Trumps Ultimatum erzwingt EU-Dilemma bezüglich Iran-Atomabkommen

Die Drohungen von Präsident Trump haben die europäischen Staats- und Regierungschefs im Hinblick auf das Atomabkommen mit dem Iran in eine schwierige Lage gebracht. Die Bewältigung dieser diplomatischen Gratwanderung erfordert eine sorgfältige Strategie.

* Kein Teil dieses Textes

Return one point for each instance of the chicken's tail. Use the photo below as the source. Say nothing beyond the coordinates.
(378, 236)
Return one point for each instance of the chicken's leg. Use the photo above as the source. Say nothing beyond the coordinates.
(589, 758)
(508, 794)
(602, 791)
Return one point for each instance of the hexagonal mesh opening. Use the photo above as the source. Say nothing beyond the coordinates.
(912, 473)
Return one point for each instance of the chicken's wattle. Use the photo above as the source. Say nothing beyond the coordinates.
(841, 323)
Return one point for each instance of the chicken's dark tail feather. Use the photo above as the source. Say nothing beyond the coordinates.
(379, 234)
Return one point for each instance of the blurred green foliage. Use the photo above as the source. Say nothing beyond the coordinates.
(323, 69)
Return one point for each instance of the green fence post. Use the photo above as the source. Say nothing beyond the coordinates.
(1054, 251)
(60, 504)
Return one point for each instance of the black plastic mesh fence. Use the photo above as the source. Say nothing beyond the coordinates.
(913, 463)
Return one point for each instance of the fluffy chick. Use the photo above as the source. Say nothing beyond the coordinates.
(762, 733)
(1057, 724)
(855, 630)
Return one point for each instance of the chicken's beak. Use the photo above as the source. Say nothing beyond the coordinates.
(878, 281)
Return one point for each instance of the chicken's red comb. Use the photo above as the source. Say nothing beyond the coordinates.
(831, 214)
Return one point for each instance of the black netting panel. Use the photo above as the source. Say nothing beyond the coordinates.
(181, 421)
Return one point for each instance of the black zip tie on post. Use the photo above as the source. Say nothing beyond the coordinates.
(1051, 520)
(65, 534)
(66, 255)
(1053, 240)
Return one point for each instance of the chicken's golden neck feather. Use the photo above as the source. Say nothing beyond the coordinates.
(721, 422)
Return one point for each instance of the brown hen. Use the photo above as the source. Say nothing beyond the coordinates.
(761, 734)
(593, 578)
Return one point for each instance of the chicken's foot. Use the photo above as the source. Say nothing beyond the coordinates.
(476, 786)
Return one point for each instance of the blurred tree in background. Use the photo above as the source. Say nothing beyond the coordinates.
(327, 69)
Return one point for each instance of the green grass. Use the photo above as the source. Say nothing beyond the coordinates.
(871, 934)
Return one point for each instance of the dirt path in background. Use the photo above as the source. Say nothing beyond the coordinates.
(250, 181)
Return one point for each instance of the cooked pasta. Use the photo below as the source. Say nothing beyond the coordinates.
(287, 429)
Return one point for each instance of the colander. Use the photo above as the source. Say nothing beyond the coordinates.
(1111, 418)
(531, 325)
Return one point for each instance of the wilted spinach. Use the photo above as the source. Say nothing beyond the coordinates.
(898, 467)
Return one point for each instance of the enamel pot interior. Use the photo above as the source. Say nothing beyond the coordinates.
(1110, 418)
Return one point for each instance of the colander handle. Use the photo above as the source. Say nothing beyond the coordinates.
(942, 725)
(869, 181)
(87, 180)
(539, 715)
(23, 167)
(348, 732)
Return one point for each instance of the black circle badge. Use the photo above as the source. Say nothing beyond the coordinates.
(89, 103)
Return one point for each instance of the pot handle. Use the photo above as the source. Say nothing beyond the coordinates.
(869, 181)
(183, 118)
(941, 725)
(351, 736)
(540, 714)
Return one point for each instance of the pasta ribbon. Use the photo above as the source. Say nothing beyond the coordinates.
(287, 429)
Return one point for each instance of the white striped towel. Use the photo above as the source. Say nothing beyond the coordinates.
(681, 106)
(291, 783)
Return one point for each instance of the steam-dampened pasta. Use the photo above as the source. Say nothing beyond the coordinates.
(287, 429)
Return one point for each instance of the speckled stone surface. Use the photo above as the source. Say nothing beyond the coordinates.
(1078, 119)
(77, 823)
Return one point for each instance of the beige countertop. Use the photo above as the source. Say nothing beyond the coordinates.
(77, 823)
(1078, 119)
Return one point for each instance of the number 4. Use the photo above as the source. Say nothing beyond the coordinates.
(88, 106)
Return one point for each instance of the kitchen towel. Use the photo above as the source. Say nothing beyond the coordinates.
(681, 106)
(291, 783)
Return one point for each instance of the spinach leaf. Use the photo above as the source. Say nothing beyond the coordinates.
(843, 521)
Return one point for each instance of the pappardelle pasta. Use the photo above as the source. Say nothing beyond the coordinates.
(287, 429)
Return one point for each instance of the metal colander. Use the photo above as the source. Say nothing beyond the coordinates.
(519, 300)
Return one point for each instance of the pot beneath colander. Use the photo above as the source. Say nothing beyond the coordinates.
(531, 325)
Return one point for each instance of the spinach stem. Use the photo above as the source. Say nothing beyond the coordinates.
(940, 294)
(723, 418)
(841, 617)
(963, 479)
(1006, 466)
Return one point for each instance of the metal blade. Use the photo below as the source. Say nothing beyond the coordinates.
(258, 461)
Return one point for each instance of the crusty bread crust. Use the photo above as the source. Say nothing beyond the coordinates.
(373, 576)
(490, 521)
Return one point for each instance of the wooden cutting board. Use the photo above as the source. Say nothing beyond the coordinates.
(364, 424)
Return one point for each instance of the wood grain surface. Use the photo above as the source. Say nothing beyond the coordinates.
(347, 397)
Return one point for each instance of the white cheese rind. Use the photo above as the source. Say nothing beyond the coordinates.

Die aggressive Haltung von Präsident Donald Trump gegenüber dem Atomabkommen mit dem Iran hat die europäischen Staats- und Regierungschefs in eine schwierige Lage gebracht und sie gezwungen, sich zwischen der Befriedigung ihres amerikanischen Verbündeten oder der Aufrechterhaltung des fragilen Abkommens zu entscheiden. Da die Vereinigten Staaten drohen, erneut lähmende Sanktionen gegen den Iran zu verhängen, wenn das Abkommen nicht neu ausgehandelt wird, stehen die europäischen Nationen nun vor einem komplexen diplomatischen Dilemma.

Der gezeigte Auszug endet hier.